Geçmiş yıllarda Siirt’e yaşayan ve lakabı (KEŞMER) yani (SOYTARI) olan biri varmış. İşte, bu kişi bir gün yolda yürürken, onu gören zamanın AĞASI:
-Keşmer herif merhaba! diye takılmış.
Ağanın, (SOYTARI HERİF MERHABA) diyerek takılmasını kendisi için büyük bir iltifat gibi algılayan bu gerçekten soytarı hemen evine koşarak, hane halkını toplamış:
-Biliyor musunuz ne oldu.
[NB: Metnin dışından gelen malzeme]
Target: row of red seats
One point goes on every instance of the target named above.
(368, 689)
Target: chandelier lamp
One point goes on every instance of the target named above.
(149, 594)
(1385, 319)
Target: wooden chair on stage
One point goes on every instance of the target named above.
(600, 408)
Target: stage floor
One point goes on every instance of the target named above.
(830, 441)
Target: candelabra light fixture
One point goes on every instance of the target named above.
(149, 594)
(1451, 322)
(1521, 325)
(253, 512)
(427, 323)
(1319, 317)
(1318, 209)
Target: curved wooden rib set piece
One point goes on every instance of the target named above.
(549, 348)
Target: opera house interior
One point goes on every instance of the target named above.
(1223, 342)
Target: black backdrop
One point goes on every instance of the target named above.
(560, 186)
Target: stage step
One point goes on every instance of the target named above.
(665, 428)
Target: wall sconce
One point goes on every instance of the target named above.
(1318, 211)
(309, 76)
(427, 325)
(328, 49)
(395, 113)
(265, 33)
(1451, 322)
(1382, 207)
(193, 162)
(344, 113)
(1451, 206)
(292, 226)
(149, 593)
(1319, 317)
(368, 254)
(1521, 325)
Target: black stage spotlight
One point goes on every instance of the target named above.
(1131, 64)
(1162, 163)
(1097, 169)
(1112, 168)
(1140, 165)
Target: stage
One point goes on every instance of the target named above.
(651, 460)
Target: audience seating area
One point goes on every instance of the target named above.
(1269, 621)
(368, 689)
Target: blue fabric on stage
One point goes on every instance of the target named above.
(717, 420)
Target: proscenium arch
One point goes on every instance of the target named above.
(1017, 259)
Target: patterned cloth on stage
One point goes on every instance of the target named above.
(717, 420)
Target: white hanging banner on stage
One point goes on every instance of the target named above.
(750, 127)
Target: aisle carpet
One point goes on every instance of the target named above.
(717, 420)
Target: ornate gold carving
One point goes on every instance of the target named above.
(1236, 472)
Çarşıda gezerken beni gören Ağa (ULAN KEŞMER MERHABA) diye iltifat etti. Artık, kıymetimi bilin. Koskoca ağa bile bana (KEŞMER MERHABA) dedi. Bunu bütün mahalleye, hatta şehre yayın. Herkes benim kıymetimi bilsin!
Bizden de, bütün soytarılara merhaba!!
***
Biri iktidar, biri muhalefet yanlısı, biri de tarafsız üç arkadaş sohbet ediyorlardı.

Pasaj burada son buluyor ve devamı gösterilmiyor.